Still driving, I started to wonder what type of car would describe my sex life and to see how it has varied over the years from a low-slung speedy roadster to a regal Bentley and all points in between.  I have discovered the joys of sailing along at only 60 mph on the motorway.  Then my mind can be happily engaged with things of interest rather than on overtaking and the racer tailgating me in the outside lane.  I have found that in an older model I can turn off and go down side roads where I will see new landscape and arrive in a different frame of mind.  And when I’m feeling wicked I don’t need to worry about the paintwork so much when I am making a cheeky manoeuvre!

When an Aston Martin was my dream car I couldn’t image many other choices.  Happily, every make and model of car has its surprises and detours and as I navigate the different stages of my life, energy and interests I appreciate the slow as well as the fast.

So I wonder, what sort of car would best describe your sex life right now and what type of journeys do you usually take?  What would you change if you could be a different model and what type of roads and scenery would you enjoy in your life if you had the choice?  Maybe you do.

Image: Paul Bica Nature’s Painting (Flickr) 

Why choose sex coaching?

Why do people choose sex coaching to support their relationships? It may not be what you think. In our experience people often decide to explore their sex lives because they find they are dissatisfied or uncomfortable with an area of their life that they value. But for others it is just because they want more fun and play and new ideas.

Many people, like the two of us, go through different phases in their sex lives. Like all aspects of life there can be highs, lows and sometimes, just indifference! Life shifts like the pressures of a new baby, challenging work.
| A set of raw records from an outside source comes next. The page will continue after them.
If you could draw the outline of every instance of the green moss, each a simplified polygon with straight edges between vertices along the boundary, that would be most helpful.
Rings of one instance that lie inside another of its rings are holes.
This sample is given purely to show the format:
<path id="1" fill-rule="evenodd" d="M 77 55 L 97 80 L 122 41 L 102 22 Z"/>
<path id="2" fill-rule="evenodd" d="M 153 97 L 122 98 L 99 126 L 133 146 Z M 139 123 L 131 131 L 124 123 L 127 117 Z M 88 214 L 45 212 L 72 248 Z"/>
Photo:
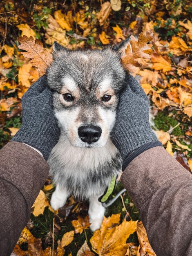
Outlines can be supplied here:
<path id="1" fill-rule="evenodd" d="M 155 127 L 158 130 L 163 130 L 167 132 L 170 129 L 170 127 L 174 127 L 178 124 L 176 120 L 168 117 L 164 112 L 159 112 L 154 119 Z M 172 134 L 176 136 L 179 136 L 185 134 L 185 130 L 182 130 L 179 126 L 175 128 L 172 132 Z"/>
Even weight gain and loss can change our feelings about our bodies and how much time and energy we have to give to them.

Reduce suffering in our lives through our bodies

Shouldn’t sex enhance our relationships? We are born with this capacity for pleasure and erotic tenderness and yet how often it can just feel out of reach. For John and me, the easiest place to reduce suffering in our lives is through our bodies. Our experience is that the body is the only place where life is actually lived, not in the imaginings of our minds. Because our bodies are our own, they are one place where we can choose to make changes that have an immediate impact.
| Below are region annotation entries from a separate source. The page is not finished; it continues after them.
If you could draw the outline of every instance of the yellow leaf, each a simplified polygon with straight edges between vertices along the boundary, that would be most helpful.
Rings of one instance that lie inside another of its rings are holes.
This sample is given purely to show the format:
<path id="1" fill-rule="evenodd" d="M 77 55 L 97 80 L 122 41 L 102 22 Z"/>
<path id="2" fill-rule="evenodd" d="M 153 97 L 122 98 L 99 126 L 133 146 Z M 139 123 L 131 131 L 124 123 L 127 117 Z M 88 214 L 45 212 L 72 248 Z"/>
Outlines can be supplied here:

We feel passionate about the simple routes to pleasure that can be opened up with appreciation and acceptance, of our own bodies and of our partners’. Our agenda is to support people who want to be free of assumptions and expectations of what sex ‘ought’ to feel like or ‘should’ accomplish. Instead of what you think is happening, what is happening? How can you shift your attention to expand your connection and pleasure?

Noticing feeling

So often people come to us with unrealistic beliefs that everyone else is enjoying an incredible sexual relationship that is being denied to them. Sometimes this is due to lack of confidence in their skills or way of communicating. At other times it is due to past experiences, physical issues or habits that undermine their pleasure. Often though, people seem to have wildly inflated assumptions about what ‘normal’ standards of sexual relating must be. Instead of noticing what feeling is available to them people are focused on what is not apparently happening. This way lies misery!

So a good starting place for exploring sexual relating is by focusing on the body’s sensations. Healthy sexual relationship is not about changing our minds but changing our experiences by paying attention to our bodies. If this sounds true to you why not take 5 minutes every day to really listen to your body. It could be in the bath or shower or slowing down to feel the air on your skin during a walk. Just starting to pay attention to your body can pay dividends down the line when you want to feel more satisfaction in intimate moments.